Nello specifico, Magatti da settimane chiede una conferma o una smentita ufficiale all’assessore alle Società Partecipate, Adriano Caldara, sull’autenticità della “copia di un documento di cui sono in possesso e che mi era stato presentato come “Allegato 1″ al contratto Infragruppo di servizi tra Asf e Arriva Italia”. Documento che però, va sottolineato, è un estratto singolo senza date, durata dell’eventuale validità, né altri riferimenti precisi utili per stabilirne l’autenticità o meno.

“Chiedevo – ha sottolineato il consigliere di Civitas in aula – agli interpellati di smentire o confermare la corrispondenza della fotocopia loro consegnata (foto sotto) rispetto a un documento effettivamente allegato al contratto suddetto. La risposta che mi aspettavo era quindi soltanto un no, non è vero o un sì è vero. Nulla di più”.
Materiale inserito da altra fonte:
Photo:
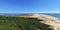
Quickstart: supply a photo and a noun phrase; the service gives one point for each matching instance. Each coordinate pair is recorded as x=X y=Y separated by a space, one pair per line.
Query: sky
x=29 y=6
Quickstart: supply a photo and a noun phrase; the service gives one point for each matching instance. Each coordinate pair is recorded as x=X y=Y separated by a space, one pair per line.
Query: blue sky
x=29 y=6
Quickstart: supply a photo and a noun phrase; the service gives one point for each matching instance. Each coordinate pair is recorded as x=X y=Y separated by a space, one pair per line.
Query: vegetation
x=19 y=23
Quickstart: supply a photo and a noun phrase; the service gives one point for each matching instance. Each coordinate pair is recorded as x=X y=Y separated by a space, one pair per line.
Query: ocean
x=50 y=14
x=53 y=14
Nessuna delle due risposte, però, è arrivata. Anzi, l’esponente dell’opposizione ha rivelato che l’unico (sorprendente) riscontro ottenuto via mail dagli uffici comunali è stato tutto fuorché preciso. Testuale: “Circa la sua domanda di autenticità della fotocopia da lei consegnata durante la seduta consiliare del 15 ottobre scorso, le precisiamo che non siamo competenti a certificare l’autenticità”.

Una assenza di certezze che ha dunque portato Magatti a reiterare la domanda pubblicamente: “Asf ha versato negli anni passati e versa tutt’ora al socio Arriva Spa (socio di Asf assieme a Ferrovie Nord, ndr) un corrispettivo per costo del lavoro e oneri accessori dell’amministratore delegato, oneri di locazione, oneri di iscrizione ad Asstra e all’Unione Industriali per un ammontare annuo dell’ordine di 300mila euro?”.
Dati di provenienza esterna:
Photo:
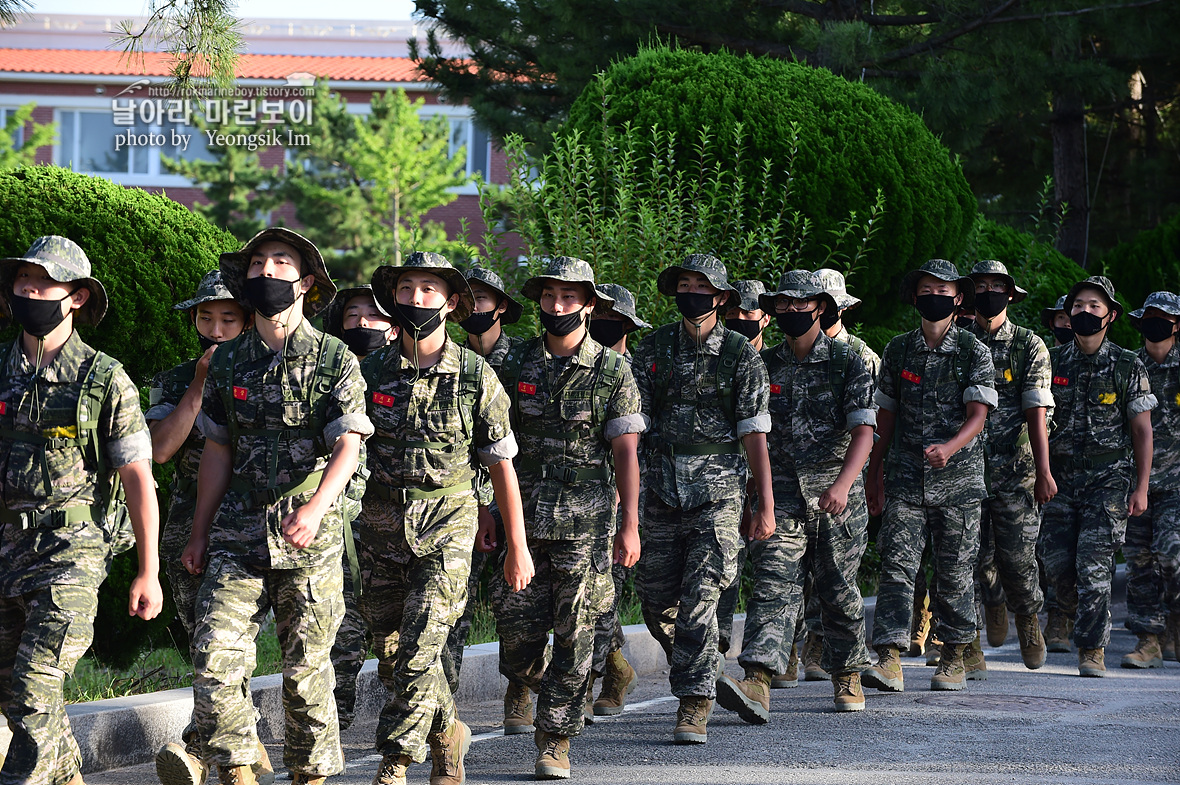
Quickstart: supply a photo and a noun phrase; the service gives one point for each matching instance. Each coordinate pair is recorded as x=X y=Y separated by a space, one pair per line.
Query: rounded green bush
x=852 y=141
Una domanda che di fatto dovrebbe portare a conoscere le esatte retribuzioni di Polacchini prima e Astori adesso, tramite il confronto con un altro documento in suo possesso e mostrato in consiglio. Cioè quello preso direttamente dal sito ufficiale di Asf in cui “il compenso lordo annuo per l’amministratore delegato di Asf risulta pari a 75mila euro (40mila fissi più 35mila di parte variabile, ndr)”. 
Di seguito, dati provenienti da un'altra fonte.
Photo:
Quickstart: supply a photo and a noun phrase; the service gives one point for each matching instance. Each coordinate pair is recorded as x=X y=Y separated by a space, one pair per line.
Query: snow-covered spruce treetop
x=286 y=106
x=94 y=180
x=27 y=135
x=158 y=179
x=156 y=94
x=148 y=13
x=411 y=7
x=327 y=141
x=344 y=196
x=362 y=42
Una cifra che – se la “fotocopia misteriosa” si rivelasse autentica – sarebbe molto più bassa del totale reale, costituito dalla somma di quei 75mila euro più i 200mila euro riportati nell’allegato della discordia in cui alla voce specifica “Costo del lavoro ed oneri accessori amministratore delegato” la voce è pari a 200mila euro.

 

  1. Renato Acquistapace

    Credo che il fatto sia quanto meno verosimile. La società (ASF) in questo modo trasferirebbe delle risorse ai soci privati. Non credo che l’amministratore delegato tenga per se questo “compenso”, essendo la stessa dipendente del gruppo che detiene il 49%.